These quarterly resident inspector observations of security force personnel and activities did not constitute any additional inspection samples. Rather, they were considered an integral part of the inspectors' normal plant status reviews and inspection activities.

b. Findings

No findings of significance were identified.

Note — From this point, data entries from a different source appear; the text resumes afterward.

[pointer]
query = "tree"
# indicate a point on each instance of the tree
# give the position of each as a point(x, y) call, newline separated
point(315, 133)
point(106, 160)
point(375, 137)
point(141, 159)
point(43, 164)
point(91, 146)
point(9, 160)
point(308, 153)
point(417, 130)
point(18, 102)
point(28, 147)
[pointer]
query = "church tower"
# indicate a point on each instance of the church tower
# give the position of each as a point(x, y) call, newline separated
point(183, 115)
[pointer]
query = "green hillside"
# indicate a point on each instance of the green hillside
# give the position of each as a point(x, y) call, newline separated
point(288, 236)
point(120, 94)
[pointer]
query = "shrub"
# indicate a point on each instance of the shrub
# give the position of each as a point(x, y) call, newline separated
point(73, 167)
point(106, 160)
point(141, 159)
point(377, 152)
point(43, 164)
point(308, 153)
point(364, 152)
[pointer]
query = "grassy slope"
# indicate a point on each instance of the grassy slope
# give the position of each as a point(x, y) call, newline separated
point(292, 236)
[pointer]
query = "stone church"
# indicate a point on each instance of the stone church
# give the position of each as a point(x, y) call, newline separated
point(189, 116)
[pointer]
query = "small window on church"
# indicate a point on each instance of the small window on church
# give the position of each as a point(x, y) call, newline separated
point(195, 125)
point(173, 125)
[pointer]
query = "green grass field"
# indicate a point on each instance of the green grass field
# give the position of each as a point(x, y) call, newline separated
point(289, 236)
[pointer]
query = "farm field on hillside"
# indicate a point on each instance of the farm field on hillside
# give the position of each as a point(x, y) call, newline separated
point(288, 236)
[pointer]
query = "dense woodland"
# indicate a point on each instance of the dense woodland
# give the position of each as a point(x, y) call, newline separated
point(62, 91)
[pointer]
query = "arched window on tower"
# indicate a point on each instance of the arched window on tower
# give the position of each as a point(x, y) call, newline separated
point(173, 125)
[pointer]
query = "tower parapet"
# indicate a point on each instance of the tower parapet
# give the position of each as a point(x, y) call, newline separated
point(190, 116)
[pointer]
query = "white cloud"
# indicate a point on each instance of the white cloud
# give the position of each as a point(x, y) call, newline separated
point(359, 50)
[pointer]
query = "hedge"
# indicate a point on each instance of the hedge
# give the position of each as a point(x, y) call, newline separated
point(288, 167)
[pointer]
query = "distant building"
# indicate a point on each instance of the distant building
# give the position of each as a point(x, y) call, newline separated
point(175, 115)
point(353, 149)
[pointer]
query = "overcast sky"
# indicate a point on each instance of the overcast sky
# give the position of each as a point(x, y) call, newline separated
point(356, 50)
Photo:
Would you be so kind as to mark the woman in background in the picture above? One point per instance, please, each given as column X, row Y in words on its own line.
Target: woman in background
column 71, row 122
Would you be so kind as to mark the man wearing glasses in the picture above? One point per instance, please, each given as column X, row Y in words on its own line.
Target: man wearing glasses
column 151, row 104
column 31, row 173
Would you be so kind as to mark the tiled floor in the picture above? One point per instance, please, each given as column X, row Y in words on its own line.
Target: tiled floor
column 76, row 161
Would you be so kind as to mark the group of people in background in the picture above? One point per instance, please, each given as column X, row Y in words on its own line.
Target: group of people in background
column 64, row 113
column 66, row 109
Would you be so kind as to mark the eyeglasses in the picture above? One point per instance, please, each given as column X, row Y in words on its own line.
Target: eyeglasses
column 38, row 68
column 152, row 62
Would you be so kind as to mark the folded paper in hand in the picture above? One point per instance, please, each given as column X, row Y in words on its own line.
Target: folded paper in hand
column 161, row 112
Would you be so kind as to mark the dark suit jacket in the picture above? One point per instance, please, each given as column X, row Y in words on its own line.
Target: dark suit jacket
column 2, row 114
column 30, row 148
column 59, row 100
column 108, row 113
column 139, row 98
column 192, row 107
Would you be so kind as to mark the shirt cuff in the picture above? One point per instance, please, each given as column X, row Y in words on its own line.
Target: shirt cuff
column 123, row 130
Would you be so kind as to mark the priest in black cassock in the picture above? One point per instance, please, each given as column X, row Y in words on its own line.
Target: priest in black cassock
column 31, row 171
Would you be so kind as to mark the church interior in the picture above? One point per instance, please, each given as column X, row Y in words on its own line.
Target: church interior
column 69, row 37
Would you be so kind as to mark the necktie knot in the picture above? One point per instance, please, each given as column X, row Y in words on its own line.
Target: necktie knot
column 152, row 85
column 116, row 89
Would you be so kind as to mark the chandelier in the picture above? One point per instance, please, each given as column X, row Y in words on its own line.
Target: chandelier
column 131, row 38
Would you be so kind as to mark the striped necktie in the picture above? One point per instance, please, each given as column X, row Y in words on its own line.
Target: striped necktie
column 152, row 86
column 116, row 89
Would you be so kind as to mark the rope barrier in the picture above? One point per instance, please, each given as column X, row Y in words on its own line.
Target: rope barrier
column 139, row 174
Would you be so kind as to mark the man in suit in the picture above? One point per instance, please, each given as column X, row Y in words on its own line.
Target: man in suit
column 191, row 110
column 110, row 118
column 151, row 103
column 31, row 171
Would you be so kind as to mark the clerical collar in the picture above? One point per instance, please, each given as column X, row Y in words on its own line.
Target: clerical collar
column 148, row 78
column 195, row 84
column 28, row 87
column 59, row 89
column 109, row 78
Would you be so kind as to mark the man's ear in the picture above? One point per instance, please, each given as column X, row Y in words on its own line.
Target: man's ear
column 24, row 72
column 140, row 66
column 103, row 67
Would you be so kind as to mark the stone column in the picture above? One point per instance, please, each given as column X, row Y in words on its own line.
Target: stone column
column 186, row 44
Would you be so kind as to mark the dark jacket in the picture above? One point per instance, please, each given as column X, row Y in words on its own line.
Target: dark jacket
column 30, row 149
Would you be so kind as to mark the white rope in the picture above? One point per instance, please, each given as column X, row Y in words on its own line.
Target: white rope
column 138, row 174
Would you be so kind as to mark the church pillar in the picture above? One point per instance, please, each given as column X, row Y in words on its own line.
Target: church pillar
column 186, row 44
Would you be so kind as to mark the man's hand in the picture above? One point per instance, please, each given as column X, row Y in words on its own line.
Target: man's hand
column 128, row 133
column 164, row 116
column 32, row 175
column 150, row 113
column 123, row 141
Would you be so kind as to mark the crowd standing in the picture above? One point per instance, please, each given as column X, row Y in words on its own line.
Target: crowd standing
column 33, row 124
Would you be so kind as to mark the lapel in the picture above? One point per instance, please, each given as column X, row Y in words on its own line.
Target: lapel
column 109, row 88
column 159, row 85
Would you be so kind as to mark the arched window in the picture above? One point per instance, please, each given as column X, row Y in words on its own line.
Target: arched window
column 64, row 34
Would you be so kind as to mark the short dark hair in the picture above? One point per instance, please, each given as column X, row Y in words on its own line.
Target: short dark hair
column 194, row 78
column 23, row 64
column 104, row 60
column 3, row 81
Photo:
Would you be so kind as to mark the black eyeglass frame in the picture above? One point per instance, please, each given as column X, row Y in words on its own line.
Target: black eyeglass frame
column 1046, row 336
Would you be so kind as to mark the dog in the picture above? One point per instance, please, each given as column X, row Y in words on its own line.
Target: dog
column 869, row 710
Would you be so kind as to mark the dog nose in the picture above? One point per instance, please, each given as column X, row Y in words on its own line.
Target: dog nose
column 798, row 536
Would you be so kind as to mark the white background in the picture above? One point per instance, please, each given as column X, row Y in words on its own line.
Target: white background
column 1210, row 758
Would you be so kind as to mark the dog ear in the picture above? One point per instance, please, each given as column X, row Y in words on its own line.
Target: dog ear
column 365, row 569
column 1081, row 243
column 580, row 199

.2 (Closed.) URI 05000400/2009003-01. Review the Significance of the Cooling Tower

Blowdown Line Pathway Dose Compared to Doses from All Other Pathways.

An unresolved item (URI) was identified regarding the significance of leakage from a cooling tower blowdown line (CTBL) used to transport radioactive effluents. The licensee discharges permitted and monitored radioactive liquid effluents into the CTBL for dilution prior to release into Harris Lake. On December 15, 2008, the licensee observed water in Air Relief System Manhole (ARSM) No. 2 located on the CTBL upstream from the permitted release point. The licensee obtained water samples from ARSM No. 2 for analysis and identified tritium levels ranging from less than the detection limit to 2,120 picoCuries per liter (pCi/L). On May 1, 2009, the inspectors noted that the leakage could constitute an unanalyzed exposure pathway to a member of the public (via groundwater) and opened the URI.

The Offsite Dose Calculation Manual (ODCM) states that radioactive materials released in liquid effluents to unrestricted areas are required to demonstrate compliance with 10 CFR Part 50 Appendix I. Appendix I annual limits are 3 millirem to the total body or 10 millirem to any organ. In addition, Regulatory Guide 1.109, Calculation of Annual Doses to Man from Routine Releases of Reactor Effluents for the Purpose of Evaluating Compliance with 10 CFR 50, Appendix I specifies that exposure pathways that may arise due to unique conditions at a specific site should be considered if they are likely to provide a significant contribution to the total dose. A significant pathway is considered one whose additional dose increment is equal to or greater than ten percent of the total from all pathways.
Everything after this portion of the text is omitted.